Le président, accompagné de la ministre des Armées Florence Parly et du chef d’état-major de l’armée de Terre Jean-Pierre Bosser, assistera notamment à un exercice militaire au camp de Suippes, avant de se rendre à Mourmelon pour y visiter les installations de cet immense camp de 10.000 hectares.

Au cours de cette visite, il montera à bord d’un hélicoptère NH90 pour suivre depuis l’appareil une démonstration de tir en mouvement par blindés et hélicoptères, puis suivra au sol une manoeuvre de résistance isolée par des fantassins appuyés par de l’artillerie. Il échangera aussi avec des soldats de la brigade franco-allemande.

Il assistera à une présentation des matériels de l’armée de Terre, une occasion de rappeler les innovations prévues par la loi de programmation militaire. Il devrait aussi évoquer les soldats morts en opérations extérieures, dont les deux soldats du 1er régiment de Spahis morts la semaine dernière au Mali.

Depuis son élection, Emmanuel Macron s’est déjà rendu en juillet sur une base aérienne, celle d’Istres (Bouches-du-Rhône), et dans le port de Toulon, où il a présenté en janvier ses voeux aux armées.

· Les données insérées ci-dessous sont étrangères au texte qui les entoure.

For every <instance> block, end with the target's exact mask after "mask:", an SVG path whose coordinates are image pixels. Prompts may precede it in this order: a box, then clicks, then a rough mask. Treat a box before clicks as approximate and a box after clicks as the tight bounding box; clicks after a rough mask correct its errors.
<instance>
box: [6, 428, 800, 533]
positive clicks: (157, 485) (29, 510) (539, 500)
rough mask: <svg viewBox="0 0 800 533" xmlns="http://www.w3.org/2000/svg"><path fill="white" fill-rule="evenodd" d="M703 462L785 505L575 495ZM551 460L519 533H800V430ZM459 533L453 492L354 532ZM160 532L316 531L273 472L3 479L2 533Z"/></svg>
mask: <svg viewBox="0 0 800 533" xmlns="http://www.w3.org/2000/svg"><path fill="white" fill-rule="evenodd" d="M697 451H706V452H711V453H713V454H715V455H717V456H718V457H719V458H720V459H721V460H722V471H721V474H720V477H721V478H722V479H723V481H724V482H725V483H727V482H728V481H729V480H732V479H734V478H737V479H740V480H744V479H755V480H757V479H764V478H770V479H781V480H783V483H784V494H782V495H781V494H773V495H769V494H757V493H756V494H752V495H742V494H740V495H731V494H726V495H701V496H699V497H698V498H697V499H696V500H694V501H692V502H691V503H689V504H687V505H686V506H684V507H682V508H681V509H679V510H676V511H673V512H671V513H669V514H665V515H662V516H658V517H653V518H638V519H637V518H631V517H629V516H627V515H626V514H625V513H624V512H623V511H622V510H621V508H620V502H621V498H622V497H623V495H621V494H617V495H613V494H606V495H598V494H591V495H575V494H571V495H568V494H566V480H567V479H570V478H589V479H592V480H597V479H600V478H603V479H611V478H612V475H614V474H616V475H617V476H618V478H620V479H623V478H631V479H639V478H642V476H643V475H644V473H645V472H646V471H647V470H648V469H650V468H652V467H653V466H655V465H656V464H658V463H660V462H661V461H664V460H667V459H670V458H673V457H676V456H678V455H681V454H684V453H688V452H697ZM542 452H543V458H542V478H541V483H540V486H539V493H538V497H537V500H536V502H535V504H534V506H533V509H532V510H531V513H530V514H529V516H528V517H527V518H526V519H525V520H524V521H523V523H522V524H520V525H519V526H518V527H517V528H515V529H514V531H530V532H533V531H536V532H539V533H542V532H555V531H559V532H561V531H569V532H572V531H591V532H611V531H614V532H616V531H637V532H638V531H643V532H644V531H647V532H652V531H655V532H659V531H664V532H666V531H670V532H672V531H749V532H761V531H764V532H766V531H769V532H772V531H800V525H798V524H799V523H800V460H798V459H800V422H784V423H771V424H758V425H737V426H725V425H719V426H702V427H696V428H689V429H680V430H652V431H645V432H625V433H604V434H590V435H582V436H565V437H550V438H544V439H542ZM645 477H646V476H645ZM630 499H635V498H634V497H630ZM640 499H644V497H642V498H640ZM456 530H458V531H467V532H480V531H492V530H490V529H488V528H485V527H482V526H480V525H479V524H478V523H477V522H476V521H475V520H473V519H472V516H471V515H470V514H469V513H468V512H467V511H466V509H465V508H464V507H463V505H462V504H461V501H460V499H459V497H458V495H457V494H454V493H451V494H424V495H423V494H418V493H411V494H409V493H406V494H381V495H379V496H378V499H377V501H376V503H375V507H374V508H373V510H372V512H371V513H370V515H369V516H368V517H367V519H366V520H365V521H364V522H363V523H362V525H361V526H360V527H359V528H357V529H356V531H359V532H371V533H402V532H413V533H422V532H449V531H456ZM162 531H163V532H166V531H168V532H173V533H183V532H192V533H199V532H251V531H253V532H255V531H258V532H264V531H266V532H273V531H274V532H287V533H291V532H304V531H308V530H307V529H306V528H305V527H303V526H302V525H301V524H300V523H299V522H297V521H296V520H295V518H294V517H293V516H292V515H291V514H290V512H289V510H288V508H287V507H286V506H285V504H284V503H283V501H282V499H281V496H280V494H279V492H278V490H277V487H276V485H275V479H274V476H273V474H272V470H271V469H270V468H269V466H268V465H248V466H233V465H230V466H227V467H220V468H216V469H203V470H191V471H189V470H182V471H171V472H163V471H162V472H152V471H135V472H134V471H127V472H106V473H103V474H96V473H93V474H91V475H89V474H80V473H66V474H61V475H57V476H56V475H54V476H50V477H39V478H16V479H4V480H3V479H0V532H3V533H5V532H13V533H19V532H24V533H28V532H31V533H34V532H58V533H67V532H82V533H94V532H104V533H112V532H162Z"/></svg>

Il a aussi rendu visite aux troupes basées à l’étranger, au Mali et au Niger, et visité en juillet la base opérationnelle des sous-marins nucléaires de l’Ile Longue (Finistère).

Le projet de loi de programmation militaire (LPM), présenté en conseil des ministres le 6 février, prévoit de consacrer 295 milliards d’euros à la Défense de 2019 à 2025. Ses priorités portent sur l’amélioration du quotidien du soldat et la modernisation d’équipements à bout de souffle. Il doit être examiné par l’Assemblée nationale du 20 au 22 mars.

Son objectif est de porter les dépenses de Défense à 2% du PIB français en 2025 — le niveau que réclame l’Otan à ses membres — soit 50 milliards d’euros, contre 34,2 milliards cette année, après des années de compressions budgétaires.